全員が一斉に首を縦に振る。アレンが冒険者を辞める以上、彼と離れ離れになる可能性がでてくるため、アレンを色目に見ている彼女たちがそれを嫌がるのは必然であるのだ。
それを、分かりきった上で確認したルクシアは口角を上げた。
「私もアレンに冒険者を辞められたら困る身だ。なら、どうすればいいか」
ルクシアは一白置いて続ける。
「この場にいる全員"ストライキ"すればいい。アレンが冒険者を辞めたら困る状況を作ればいいのさ」
自身の桜色の唇を舌で舐めずって、嗜虐的な笑みをルクシアは浮かべる。
彼女の提案する"ストライキ"には、かなりの効力が見込まれることは違いなかった。
当然だろう。特に、ルクシアが『アレンが冒険者辞めるなら私も辞める』と言ってしまえばギルドにとっては痛手でしかないため、アレンには冒険者を続けてもらう手をとるしかないのだ。
「……で、でも……アレン真剣そうだった。迷惑だけはかけたくない」
遠慮がちにレインはふさふさとした耳と尻尾を揺らすも、ルクシアは『その言葉を待ってました』と言わんばかりに封殺するのだ。
「アレンがそもそも何故冒険者を辞めたいのか、そこを考えればいいんだ」
「ど、どういうこと?」
「つまり、だ。アレンはCランク冒険者で一部の者からは……まぁ腹立たしいが、最弱と揶揄され馬鹿にされている。そして、奴は金もきっとそんなにもってない。金も地位も確立できない——だから、アレンは冒険者を辞めたいのだろう」
「………むっ、それがどうしたというの?」
「そ、そうよ……それとストライキって特に関係が……」
「ア、アレンさんにはそこまで迷惑を……」
三人とも口では否定しているものの、アレンにどうしても冒険者を辞めて欲しくないのだろう。満更でもない様子である。

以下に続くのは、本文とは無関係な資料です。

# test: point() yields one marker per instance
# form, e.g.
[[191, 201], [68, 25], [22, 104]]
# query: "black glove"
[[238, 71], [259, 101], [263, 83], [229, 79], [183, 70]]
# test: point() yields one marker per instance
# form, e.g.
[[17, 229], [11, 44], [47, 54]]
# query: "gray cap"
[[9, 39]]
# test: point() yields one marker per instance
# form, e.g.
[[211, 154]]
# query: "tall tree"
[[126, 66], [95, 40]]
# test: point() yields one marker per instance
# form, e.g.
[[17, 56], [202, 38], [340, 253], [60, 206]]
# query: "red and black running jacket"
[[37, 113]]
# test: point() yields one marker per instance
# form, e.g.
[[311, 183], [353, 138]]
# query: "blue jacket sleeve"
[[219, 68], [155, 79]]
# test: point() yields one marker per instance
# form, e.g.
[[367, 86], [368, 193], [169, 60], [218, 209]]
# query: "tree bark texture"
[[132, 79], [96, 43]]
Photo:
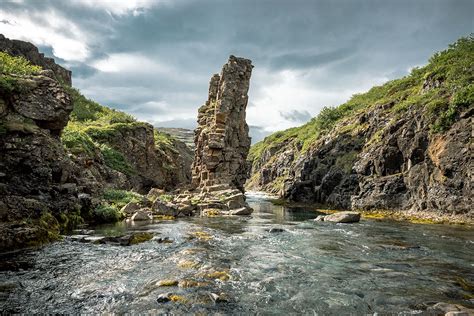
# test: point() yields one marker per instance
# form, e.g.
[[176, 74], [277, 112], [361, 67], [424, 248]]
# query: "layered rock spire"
[[221, 138]]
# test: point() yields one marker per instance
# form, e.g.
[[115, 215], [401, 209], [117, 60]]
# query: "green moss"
[[115, 160], [17, 66], [120, 197], [78, 142], [106, 213], [465, 284], [451, 69], [69, 221], [346, 161], [138, 238], [166, 198]]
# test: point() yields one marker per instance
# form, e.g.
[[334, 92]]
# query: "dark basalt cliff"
[[406, 145], [54, 166]]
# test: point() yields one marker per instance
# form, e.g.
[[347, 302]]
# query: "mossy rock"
[[138, 238]]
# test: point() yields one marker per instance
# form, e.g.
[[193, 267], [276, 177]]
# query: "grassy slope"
[[90, 126], [454, 67]]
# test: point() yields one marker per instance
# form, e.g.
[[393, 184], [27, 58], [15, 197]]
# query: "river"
[[277, 261]]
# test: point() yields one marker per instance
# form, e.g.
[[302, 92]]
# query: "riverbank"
[[417, 217]]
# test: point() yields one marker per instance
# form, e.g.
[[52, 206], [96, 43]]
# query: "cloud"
[[296, 116], [46, 28], [154, 59], [134, 7]]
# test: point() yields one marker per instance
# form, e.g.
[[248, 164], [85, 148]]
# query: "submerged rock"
[[164, 298], [219, 298], [319, 218], [130, 208], [126, 240], [343, 217], [274, 230], [143, 214]]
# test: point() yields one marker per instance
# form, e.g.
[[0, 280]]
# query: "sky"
[[154, 59]]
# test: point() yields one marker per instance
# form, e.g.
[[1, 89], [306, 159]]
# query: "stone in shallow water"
[[130, 208], [168, 283], [320, 218], [219, 298], [127, 240], [142, 215], [343, 217], [241, 211], [163, 298], [274, 230]]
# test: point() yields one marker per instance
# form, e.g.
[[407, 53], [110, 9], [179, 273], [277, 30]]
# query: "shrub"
[[77, 142], [10, 65], [115, 160], [106, 213], [120, 197]]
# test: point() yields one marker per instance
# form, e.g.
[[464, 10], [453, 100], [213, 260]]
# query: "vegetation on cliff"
[[10, 68], [326, 159], [453, 67], [95, 130]]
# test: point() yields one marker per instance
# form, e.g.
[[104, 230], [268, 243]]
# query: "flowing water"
[[278, 261]]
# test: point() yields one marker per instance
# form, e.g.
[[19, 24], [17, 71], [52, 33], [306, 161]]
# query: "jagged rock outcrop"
[[405, 146], [48, 186], [222, 145], [37, 179], [401, 167], [150, 164], [31, 53], [221, 138]]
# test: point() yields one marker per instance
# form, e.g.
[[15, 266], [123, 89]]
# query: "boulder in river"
[[127, 240], [143, 214], [130, 208], [343, 217]]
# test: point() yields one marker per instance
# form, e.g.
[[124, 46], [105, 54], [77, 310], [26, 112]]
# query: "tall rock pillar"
[[221, 138]]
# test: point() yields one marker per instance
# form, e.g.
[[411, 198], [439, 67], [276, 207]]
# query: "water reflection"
[[301, 267]]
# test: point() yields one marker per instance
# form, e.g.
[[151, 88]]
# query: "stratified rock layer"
[[222, 141], [222, 145]]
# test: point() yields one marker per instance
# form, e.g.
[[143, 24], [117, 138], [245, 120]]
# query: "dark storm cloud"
[[296, 116], [257, 133], [331, 48]]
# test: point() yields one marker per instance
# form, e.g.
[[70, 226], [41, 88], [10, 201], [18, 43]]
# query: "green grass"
[[112, 202], [115, 160], [10, 67], [450, 74], [120, 198], [454, 67], [105, 213]]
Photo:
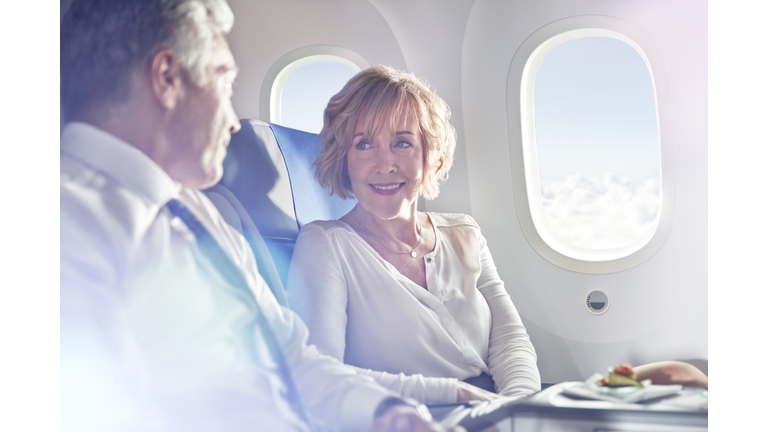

「————要はな。アレンの地位を上げ、アレンが金を稼げる様にすればいいのだ。つまり、ギルド内でアレンの評価を爆上がりさせればいい」
「そ、それって……」
「……ど、どういうことですか?」
「ど、どうすればいいの?」
三人ともルクシアの提案には乗り気になった様子。勝ちを確信したルクシアはひっそりと口角を釣り上げて自身の提案の詳細を述べるのだ。
「それはな————」
♦︎♢♦︎
ルクシアによる女子たちの密会が開かれていた頃———アレンは。
「な、なんか猛烈に嫌な予感がしてきたなぁ」
一人、不安な気持ちを胸中で抱えているのであった。